Reputation: 12117
I have an ASP.NET project that sends its logs to NLog.
However in this project, I have my own NLog logger and I would like to know how to route all the logs through it.
I guess I shouldn't add NLog as a logger, but I should find a way to register a method that will get called each time ASP tries to log anything.
How can this be accomplished?
This is the code that creates the logger:
// create the module name
var ProcessName = Process.GetCurrentProcess().ProcessName;
_ModuleName = ProcessName + " (\"" + Oracle.GuessMyName() + "\")";
// create the logger configuration
var Configuration = new LoggingConfiguration();
// create the file target
var FileTarget = new FileTarget ("file")
{
FileName = @"x:\Logs\${processname}.log",
ArchiveFileName = @"x:\Logs\${processname}.{#}.log",
Layout = @"${longdate}|${logger}|${level}|${message}${onexception:|Exception occurred:${exception:format=tostring}${newline}",
ArchiveEvery = FileArchivePeriod.Day,
ArchiveNumbering = ArchiveNumberingMode.Rolling,
MaxArchiveFiles = 7,
ConcurrentWrites = true
};
Configuration.AddTarget(FileTarget);
// create the viewer target
var ViewerTarget = new NLogViewerTarget ("viewer")
{
Layout = @"${message}${onexception:${newline} --> Exception occurred\:${exception:format=tostring}",
IncludeSourceInfo = true,
IncludeCallSite = true,
Address = @"udp://127.0.0.1:9999"
};
Configuration.AddTarget(ViewerTarget);
// set the rules
Configuration.LoggingRules.Add(new LoggingRule("*", LogLevel.Info, FileTarget));
Configuration.LoggingRules.Add(new LoggingRule("*", LogLevel.Info, ViewerTarget));
// set the configuration
LogManager.Configuration = Configuration;
// create a new logger
_Logger = LogManager.GetLogger(_ModuleName);
and this is also how ASP.net gets attached to nlog:
LoggerFactory.AddNLog();
Application.AddNLogWeb();
Now the current log layout looks like this for two process (the animal names are automatically changing every time the process is restarted)
so both process: shinobi and mouserun here have their own log output, but anything ASP related goes to ASP's nlog instance called Microsoft, regardless of the process.

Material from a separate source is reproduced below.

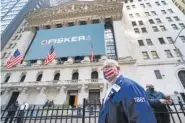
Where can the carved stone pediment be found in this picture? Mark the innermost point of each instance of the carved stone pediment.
(74, 10)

the goal is to have the ASP output of shinobi to go in the shinobi logger and the mouserun ASP output to go in the mouserun logger.
Upvotes: 0
Views: 2456
Reputation: 19867
Look at the code of NLog.Extensions.Logging, where it injects its own custom log-provider.
You can do the same and just wrap your global-logger object:
public static ILoggerFactory AddNLog(this ILoggerFactory factory, NLogProviderOptions options)
{
ConfigureHiddenAssemblies();
using (var provider = new NLogLoggerProvider(options))
{
factory.AddProvider(provider);
}
return factory;
}
Upvotes: 1
Reputation: 19867
Alternative you can create a custom target wrapper, that fixes the Logger on LogEventInfo's, so when forwarded to the wrapped target (UDP- / File-target), then it looks like they are all come from the same logger.
Similar to what this guy is trying to do:
https://github.com/NLog/NLog/issues/2352
Again really ugly solution, and should only be used when not able to figure out, how to avoid using the logger-name in the configuration of the wanted Nlog-targets (Ex. configure file-target-filename using something else).
Upvotes: 0
Reputation: 19867
You could also create a custom-target, and redirect all non-global-logger messages to this target using NLog rules:
https://github.com/nlog/NLog/wiki/Configuration-file#rules
The custom target can then just forward the log-event to the global-logger:
https://github.com/NLog/NLog/wiki/How-to-write-a-custom-target
You should be careful with cyclic logging. Maybe have a filter in the custom-target to ignore messages from the global-logger.
But I think this is an ugly solution, and I fail to understand the restriction of only one logger-object. Especially when the reason is because it should be named after the application. Why not not a global variable for the name instead of abusing the logger-name?